Alla prova del nove, anche questo fronte si incarta. Prima si è incartato l’Inps, poi lo stesso governo cambiando a domande già inoltrate, le regole per il bonus dei 600 euro.

Ora tocca alla cassa integrazione. Ce n’è per tutti, basta mettersi in fila e arriva anche il proprio turno.

In ritardo, dice lo studio, si trovano non solo gli istituti di credito più piccoli, ma anche i grandi gruppi, da UniCredit a Intesa Sanpaolo. Sebbene un po’ più avanti degli altri, anche queste banche sono ancora molto lontane dal raggiungere gli obiettivi di efficienza che l’emergenzialità del momento richiederebbe: con riferimento alla prima dichiara che sono operativi gli
accordi il 28,7% degli intervistati e per quanto riguarda la seconda il 23,7%. A seguire, le banche di credito cooperativo, enti tradizionalmente attenti alle esigenze di territorio, ma anche loro adempienti solo in minima parte (22,4%), mentre ancor più impreparate sono MPS (15,5%), BPER Banca (14,5%), UBI (13,3%) e Banca Popolare di Sondrio (11,3%).

E sì che sono passati già dieci giorni dalla sottoscrizione dell’accordo. Ancora troppa incertezza contraddistingue lo strumento se la
maggior parte dei Consulenti del Lavoro chiama in causa la scarsa chiarezza delle procedure , indicata al primo posto dal 21,3% dei rispondenti. Seguono l’eccessiva modulistica (17,2%) e la scarsa preparazione delle banche a gestire lo strumento (16,5%), assieme all’indisponibilità del datore di lavoro a firmare l’atto di
benestare con assunzione dell’obbligo solidale (15,6%). “Anche i tempi lunghi per evadere le pratiche – si legge nel report – rischiano di inficiare la natura di uno strumento che pure potrebbe risultare estremamente utile (14,3%), mentre al confronto sembrano sollevare meno criticità sia l’inappropriatezza del merito creditizio (7,9%) che la mancata attuazione degli accordi sul territorio (7,2%)”.
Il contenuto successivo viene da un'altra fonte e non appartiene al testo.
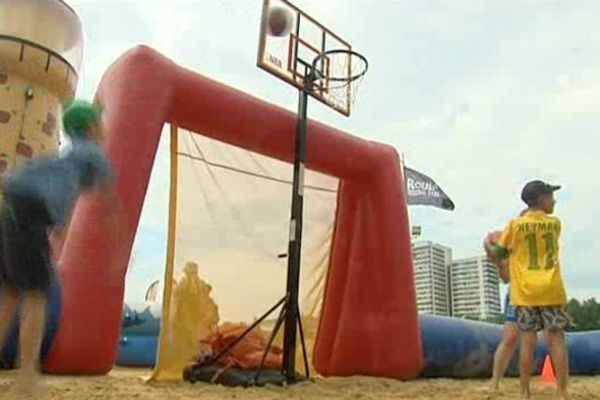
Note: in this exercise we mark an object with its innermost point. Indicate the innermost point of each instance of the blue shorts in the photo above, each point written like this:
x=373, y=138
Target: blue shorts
x=510, y=313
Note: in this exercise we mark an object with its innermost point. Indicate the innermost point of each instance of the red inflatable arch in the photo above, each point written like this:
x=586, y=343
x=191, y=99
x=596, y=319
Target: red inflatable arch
x=369, y=322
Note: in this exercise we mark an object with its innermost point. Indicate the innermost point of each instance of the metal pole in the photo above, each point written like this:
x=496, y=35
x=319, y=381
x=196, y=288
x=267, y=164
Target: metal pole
x=295, y=242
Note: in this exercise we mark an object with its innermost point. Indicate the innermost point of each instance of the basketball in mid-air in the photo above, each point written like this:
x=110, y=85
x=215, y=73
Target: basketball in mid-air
x=279, y=21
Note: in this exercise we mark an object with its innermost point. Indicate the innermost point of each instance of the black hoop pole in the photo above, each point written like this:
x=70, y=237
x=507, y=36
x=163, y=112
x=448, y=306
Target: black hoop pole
x=295, y=242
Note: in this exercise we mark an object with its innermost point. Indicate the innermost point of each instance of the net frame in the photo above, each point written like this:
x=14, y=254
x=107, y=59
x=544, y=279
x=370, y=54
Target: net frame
x=343, y=75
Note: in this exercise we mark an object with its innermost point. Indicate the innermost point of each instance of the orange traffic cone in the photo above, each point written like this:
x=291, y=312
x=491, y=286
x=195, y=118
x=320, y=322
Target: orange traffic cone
x=548, y=371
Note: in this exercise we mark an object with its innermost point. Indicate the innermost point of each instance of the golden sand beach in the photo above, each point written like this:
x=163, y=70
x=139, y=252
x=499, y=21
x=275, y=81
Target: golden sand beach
x=123, y=383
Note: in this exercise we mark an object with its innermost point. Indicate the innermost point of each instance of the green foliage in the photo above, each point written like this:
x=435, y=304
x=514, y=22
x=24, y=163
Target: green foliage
x=585, y=315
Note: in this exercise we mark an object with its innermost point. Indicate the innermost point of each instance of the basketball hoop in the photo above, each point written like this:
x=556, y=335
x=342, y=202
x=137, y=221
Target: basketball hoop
x=339, y=73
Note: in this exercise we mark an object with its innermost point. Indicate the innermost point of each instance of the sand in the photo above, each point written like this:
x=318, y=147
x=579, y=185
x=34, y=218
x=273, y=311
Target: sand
x=124, y=384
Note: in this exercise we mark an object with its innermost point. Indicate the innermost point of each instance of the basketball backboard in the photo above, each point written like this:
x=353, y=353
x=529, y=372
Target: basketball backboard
x=290, y=56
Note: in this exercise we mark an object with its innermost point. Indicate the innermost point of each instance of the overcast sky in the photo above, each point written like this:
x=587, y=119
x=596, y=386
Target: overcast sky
x=481, y=96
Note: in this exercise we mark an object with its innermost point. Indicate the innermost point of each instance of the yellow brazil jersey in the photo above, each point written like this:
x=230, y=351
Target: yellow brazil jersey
x=534, y=260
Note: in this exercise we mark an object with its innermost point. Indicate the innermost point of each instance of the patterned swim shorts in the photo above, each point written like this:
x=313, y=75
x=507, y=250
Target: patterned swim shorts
x=534, y=319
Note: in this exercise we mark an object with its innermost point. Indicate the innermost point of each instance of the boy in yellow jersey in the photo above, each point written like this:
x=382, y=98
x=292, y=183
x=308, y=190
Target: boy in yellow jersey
x=530, y=242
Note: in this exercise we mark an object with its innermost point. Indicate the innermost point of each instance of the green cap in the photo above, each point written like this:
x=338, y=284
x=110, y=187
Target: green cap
x=78, y=115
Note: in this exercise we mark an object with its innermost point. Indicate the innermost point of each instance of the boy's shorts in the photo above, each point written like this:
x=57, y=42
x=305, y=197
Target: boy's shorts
x=510, y=314
x=25, y=263
x=534, y=319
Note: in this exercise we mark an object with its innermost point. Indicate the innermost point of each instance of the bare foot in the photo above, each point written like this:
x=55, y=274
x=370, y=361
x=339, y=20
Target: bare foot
x=563, y=396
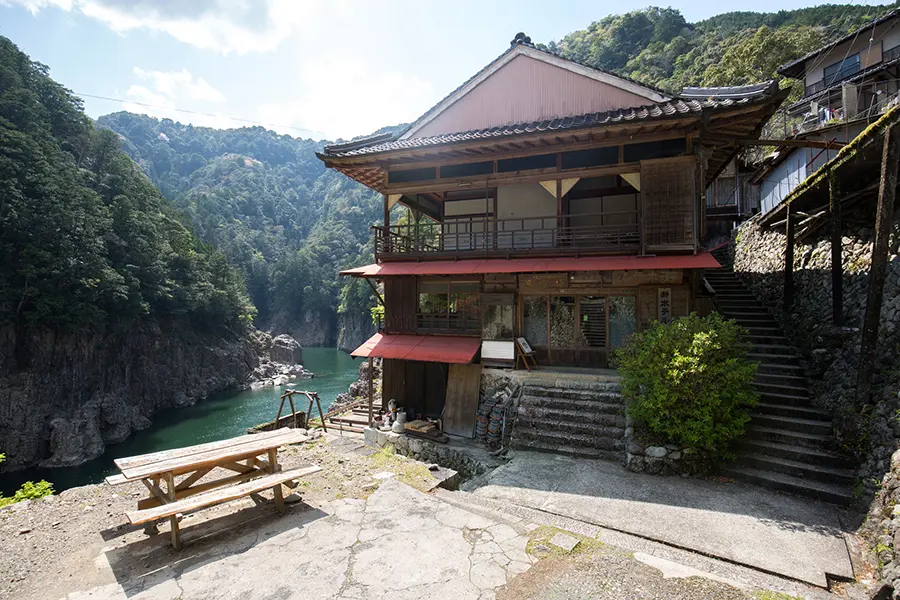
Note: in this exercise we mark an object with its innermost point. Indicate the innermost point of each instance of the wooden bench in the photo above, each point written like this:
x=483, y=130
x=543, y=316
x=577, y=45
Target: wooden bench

Chiamarlo disastro è poco.

A seguire, i Consulenti denunciano parimerito l’eccesso di burocrazia, data dalla complessità delle procedure per la richiesta degli ammortizzatori sociali (74,8%) e dai ritardi e difficoltà che hanno caratterizzato la fase iniziale di accesso agli strumenti, a partire dal blocco del sito Inps (74,4%).
Ancora, tra i principali ostacoli, vengono segnalate dagli intervistati le incertezze del settore artigiano nel ricorso ai fondi FSBA (68,6%), così come i ritardi delle regioni nella definizione degli iter e degli strumenti per l’accesso alla Cassa integrazione in deroga (65,2%) e, non ultimo, la carenza dei fondi per la liquidazione degli assegni (61,9%).